What happens under the hood:
- Suspends Flux kustomization and helmrelease
- Scales app to 0 replicas
- Waits for pods to terminate
- Creates a ReplicationDestination and restores data
- Resumes Flux and reconciles
- Waits for pods to be ready again
Unlock Stuck Repos
If a backup job got interrupted, the Restic repo might be locked:
task volsync:unlock
Suspend/Resume Volsync
For maintenance:
task volsync:state-suspend
task volsync:state-resume
Recovery Scenarios
App Data Got Corrupted
- List snapshots:
task volsync:list APP=<app> NS=<ns> - Pick one and restore:
task volsync:restore APP=<app> NS=<ns> PREVIOUS=<n> - Verify its working
Node Died
If recoverable, just reboot it:
task talos:reboot-node NODE=<node>
If it needs a full reinstall:
task talos:reset-node NODE=<node>
task talos:apply-node NODE=<node>
Ceph will rebalance automatically. Check health with:
kubectl -n rook-ceph exec -it deploy/rook-ceph-tools -- ceph status
Complete Cluster Loss
This is the nuclear option. Hopefully you never need this.
- Provision hardware with Talos ISO (see bootstrap)

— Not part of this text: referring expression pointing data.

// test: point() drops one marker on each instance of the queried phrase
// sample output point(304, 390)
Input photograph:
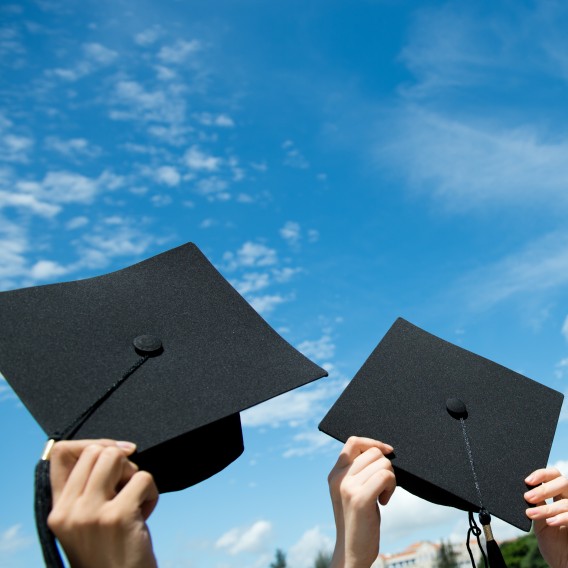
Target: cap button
point(148, 344)
point(456, 408)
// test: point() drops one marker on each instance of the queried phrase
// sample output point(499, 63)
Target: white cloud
point(303, 553)
point(95, 56)
point(267, 303)
point(540, 266)
point(294, 157)
point(77, 223)
point(320, 349)
point(291, 232)
point(149, 36)
point(245, 539)
point(196, 159)
point(207, 224)
point(28, 203)
point(12, 540)
point(252, 282)
point(116, 237)
point(397, 523)
point(251, 255)
point(470, 164)
point(165, 73)
point(67, 187)
point(14, 246)
point(285, 274)
point(313, 235)
point(161, 200)
point(309, 443)
point(47, 270)
point(167, 175)
point(162, 109)
point(73, 148)
point(295, 407)
point(179, 51)
point(13, 147)
point(221, 120)
point(99, 53)
point(214, 188)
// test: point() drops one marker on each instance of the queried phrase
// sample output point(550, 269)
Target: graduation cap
point(466, 431)
point(164, 353)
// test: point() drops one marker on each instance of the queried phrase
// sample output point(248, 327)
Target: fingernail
point(127, 446)
point(530, 494)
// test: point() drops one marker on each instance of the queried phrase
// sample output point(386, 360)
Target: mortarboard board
point(164, 353)
point(458, 422)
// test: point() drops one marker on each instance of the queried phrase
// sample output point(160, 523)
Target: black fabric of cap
point(408, 394)
point(209, 356)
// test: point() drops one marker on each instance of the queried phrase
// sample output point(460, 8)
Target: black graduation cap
point(466, 431)
point(164, 353)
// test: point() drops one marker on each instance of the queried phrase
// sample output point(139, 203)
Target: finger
point(380, 486)
point(542, 476)
point(65, 454)
point(79, 475)
point(557, 487)
point(379, 462)
point(362, 461)
point(558, 521)
point(111, 470)
point(548, 510)
point(139, 494)
point(356, 445)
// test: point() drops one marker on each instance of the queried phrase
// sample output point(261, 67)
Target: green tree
point(447, 557)
point(279, 560)
point(523, 552)
point(323, 560)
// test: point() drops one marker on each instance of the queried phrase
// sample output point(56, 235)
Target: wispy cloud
point(470, 163)
point(541, 266)
point(179, 52)
point(95, 56)
point(322, 349)
point(14, 146)
point(293, 157)
point(47, 196)
point(303, 553)
point(291, 232)
point(252, 538)
point(12, 540)
point(310, 442)
point(296, 407)
point(251, 255)
point(73, 148)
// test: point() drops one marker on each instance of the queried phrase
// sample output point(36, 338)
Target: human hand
point(361, 477)
point(100, 505)
point(550, 520)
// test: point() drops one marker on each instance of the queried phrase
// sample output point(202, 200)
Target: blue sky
point(341, 163)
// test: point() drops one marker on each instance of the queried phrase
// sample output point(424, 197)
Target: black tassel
point(42, 508)
point(494, 555)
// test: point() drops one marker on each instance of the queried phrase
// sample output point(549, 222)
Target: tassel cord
point(43, 496)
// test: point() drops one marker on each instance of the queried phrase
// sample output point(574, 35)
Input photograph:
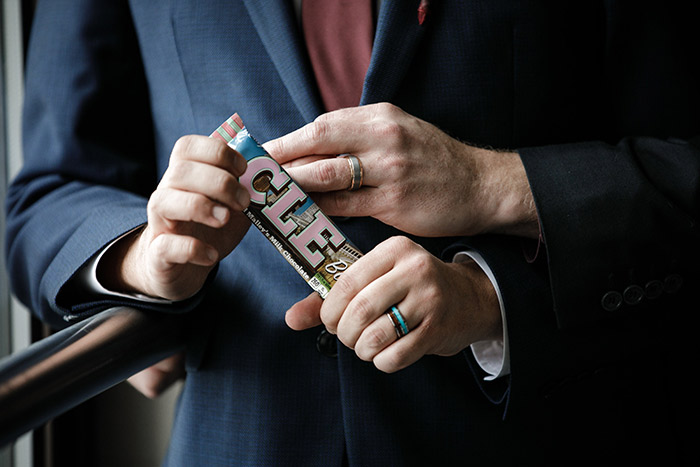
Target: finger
point(209, 151)
point(184, 206)
point(323, 175)
point(370, 304)
point(382, 333)
point(365, 202)
point(367, 269)
point(402, 353)
point(305, 314)
point(211, 181)
point(334, 134)
point(169, 249)
point(307, 160)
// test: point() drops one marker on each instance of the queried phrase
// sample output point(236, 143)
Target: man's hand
point(447, 306)
point(194, 220)
point(416, 178)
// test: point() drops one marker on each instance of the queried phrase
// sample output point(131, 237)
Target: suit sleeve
point(620, 225)
point(89, 161)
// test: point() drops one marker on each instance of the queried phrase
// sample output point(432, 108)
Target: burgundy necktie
point(339, 36)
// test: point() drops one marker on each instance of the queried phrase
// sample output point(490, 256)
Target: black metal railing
point(79, 362)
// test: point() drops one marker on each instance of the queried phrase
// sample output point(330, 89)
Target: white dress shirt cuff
point(492, 356)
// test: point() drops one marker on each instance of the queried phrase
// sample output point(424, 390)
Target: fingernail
point(243, 197)
point(213, 255)
point(241, 164)
point(220, 213)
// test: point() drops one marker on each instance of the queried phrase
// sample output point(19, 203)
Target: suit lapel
point(276, 25)
point(398, 34)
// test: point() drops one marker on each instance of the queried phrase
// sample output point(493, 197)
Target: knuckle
point(177, 170)
point(345, 285)
point(326, 172)
point(339, 203)
point(316, 131)
point(377, 337)
point(361, 309)
point(224, 183)
point(220, 154)
point(183, 146)
point(394, 361)
point(387, 108)
point(399, 243)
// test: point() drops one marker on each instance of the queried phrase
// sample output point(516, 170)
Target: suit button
point(611, 301)
point(327, 344)
point(633, 294)
point(653, 289)
point(673, 283)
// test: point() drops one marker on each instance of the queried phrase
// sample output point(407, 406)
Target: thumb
point(305, 314)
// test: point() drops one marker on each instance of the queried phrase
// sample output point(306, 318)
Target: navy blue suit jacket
point(600, 98)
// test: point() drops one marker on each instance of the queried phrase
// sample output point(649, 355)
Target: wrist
point(505, 184)
point(117, 270)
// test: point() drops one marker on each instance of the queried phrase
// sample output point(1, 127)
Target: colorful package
point(288, 218)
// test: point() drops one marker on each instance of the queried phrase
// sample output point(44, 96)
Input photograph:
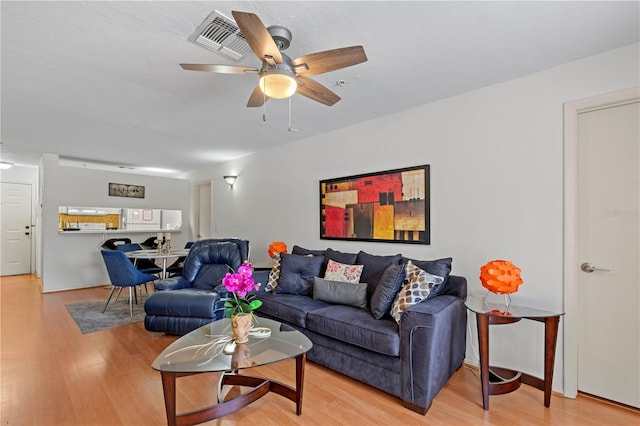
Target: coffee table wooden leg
point(550, 339)
point(169, 389)
point(300, 363)
point(483, 348)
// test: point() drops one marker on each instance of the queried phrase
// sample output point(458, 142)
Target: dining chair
point(123, 274)
point(147, 266)
point(113, 243)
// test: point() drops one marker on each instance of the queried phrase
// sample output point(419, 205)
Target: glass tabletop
point(484, 305)
point(211, 348)
point(155, 254)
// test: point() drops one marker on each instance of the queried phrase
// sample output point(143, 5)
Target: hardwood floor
point(52, 374)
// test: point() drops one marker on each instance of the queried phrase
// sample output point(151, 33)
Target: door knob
point(589, 268)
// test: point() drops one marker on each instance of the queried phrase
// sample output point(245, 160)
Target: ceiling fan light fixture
point(278, 83)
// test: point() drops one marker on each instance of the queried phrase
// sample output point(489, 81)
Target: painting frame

- Apply Talos config to all nodes:
task talos:apply-node NODE=m0 task talos:apply-node NODE=m1 task talos:apply-node NODE=m2 - Bootstrap:
task bootstrap:talos task bootstrap:apps ROOK_DISK=<disk-model> - Flux restores everything from Git
- Volsync restores PVC data from R2
Accidentally Deleted Something
Just force a Flux reconcile:
task kubernetes:reconcile
Flux will recreate whatever is missing from Git.